# Sigelei Kaos (Spectrum)



## Daniel Alves (29/3/17)

Didn't see any posts for this.

I'm really liking this and have always like Sigelei mods except for not having Firmware updates but this may be the one.

http://www.sigelei.com/product/index.html?id=19






















*Features and Specs:*


Dimensions: 3-7/16" x 1-3/4" x 1-1/8"
510 Threaded
Operating Wattage: 10.0 - 230.0W
Voltage Input 6.4 - 8.4V
Voltage Output: 1.0 - 7.5V
Temperature Control: Nickel 200 (Ni200), Titanium (Ti), Stainless Steel 304, 316, 317 (SS), TCR
Temperature Range: 100 - 300C / 200 - 570F
Resistance Range: 0.1 - 3.0ohm
0.96" TFT Color Display Screen
Detailed Operating Interface
6 Interchangeable and Customizable LED Color Settings
Preheat Functionality
Zinc Alloy Construction
Requires (2) High Amp 18650 Batteries (Sold separately)
*External charger recommended for optimal charging speeds*
Micro USB Charging Port (DC 5V/2A)
Fast and Balanced Charging Support
Firmware Upgradeable

Reactions: Like 4


----------



## gdigitel (29/3/17)

Ah man. That looks more alien than a Smok Alien. Nice!

Reactions: Like 2


----------



## Silver (29/3/17)

I wonder if the lights can go on with a remote. Then you could find your vape easier in the dark. 

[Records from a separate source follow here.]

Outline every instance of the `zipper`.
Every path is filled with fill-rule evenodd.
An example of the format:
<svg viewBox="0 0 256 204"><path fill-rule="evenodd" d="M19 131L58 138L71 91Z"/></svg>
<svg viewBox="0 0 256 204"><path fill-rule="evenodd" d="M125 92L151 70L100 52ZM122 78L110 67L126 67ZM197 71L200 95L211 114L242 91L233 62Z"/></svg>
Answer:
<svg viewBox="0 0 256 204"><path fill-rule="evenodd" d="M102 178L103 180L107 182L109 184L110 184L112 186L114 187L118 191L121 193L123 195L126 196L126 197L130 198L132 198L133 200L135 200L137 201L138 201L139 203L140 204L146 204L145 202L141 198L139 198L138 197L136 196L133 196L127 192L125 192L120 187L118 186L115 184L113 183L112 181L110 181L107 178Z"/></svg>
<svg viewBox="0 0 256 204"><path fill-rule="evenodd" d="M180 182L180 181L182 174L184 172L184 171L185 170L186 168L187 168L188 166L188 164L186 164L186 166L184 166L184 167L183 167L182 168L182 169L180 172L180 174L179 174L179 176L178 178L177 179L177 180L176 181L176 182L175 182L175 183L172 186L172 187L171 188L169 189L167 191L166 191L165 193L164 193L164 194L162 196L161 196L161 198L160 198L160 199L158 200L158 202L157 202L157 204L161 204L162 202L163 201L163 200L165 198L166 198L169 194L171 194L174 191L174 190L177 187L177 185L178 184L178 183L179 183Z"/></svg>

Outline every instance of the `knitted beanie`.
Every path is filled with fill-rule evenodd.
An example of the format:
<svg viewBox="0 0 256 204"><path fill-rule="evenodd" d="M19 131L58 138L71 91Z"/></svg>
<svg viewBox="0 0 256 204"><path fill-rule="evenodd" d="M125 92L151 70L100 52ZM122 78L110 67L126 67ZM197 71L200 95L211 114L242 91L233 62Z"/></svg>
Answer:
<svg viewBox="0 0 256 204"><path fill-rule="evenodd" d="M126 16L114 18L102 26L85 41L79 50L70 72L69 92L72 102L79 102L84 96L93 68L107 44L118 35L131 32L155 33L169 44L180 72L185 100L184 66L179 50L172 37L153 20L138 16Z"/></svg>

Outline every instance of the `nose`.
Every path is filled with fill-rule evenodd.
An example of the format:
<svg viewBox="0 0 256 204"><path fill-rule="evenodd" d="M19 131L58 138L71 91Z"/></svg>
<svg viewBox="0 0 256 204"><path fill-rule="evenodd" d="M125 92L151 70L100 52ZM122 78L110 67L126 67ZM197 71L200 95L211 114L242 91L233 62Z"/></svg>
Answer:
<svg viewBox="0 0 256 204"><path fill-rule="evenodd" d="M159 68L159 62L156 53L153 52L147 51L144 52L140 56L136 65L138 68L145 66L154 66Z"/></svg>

Or could be cool at a night vape meet

Reactions: Funny 3


----------



## Daniel Alves (29/3/17)

Lol yeah or if you whistle at it like those find my keys key rings

Sent from my E6653 using Tapatalk

Reactions: Like 1 | Funny 1


----------



## Chronix (29/3/17)

Funny how these companies still advertise their dual battery mods to do more than 160W. Such BS


----------



## andro (29/3/17)

No man .... not for me at all. Ligth make it look cheap

Reactions: Like 2 | Agree 2


----------



## Silver (29/3/17)

andro said:


> No man .... not for me at all. Ligth make it look cheap



I agree @andro - but I was quite pleased with the light on the little Aio - at least it could be turned off or the colour could be changed. Was gimmicky and cheap I agree but was quite fun.

I would still like a mod with a light in the atty, just for laughs


----------



## gdigitel (29/3/17)

Light in the atty and some kewl spinners like @Stosta Navigator.
Still love the Jolly Roger emblem.


And the mod can have built in speaker and some mp3s. The Apple I-mod. Banging

Reactions: Like 3


----------



## Stosta (25/4/17)

I see this mod has hit our shores!

Anyone plan on picking one up?


----------



## Daniel Alves (25/4/17)

https://www.theecigstore.co.za/MAT492/Sigelei Kaos Spectrum Mod 

https://www.vikingsvape.co.za/collections/mods/products/sigelei-kaos-spectrum

https://www.noonclouds.co.za/products/sigelei-kaos-spectrum-230w


----------



## acorn (25/4/17)

https://www.vapeclub.co.za/collections/featured-products/products/sigelei-kaos-spectrum-230w

Sent from my E5633 using Tapatalk


----------



## incredible_hullk (25/4/17)

Damn if only I was younger.... wud look cool in a club...

Reactions: Funny 1


----------



## Kalashnikov (25/4/17)

really i was done with buying devices... but im like a little kid and now i get shown something with lights ... much want

Reactions: Funny 1 | Can relate 1


----------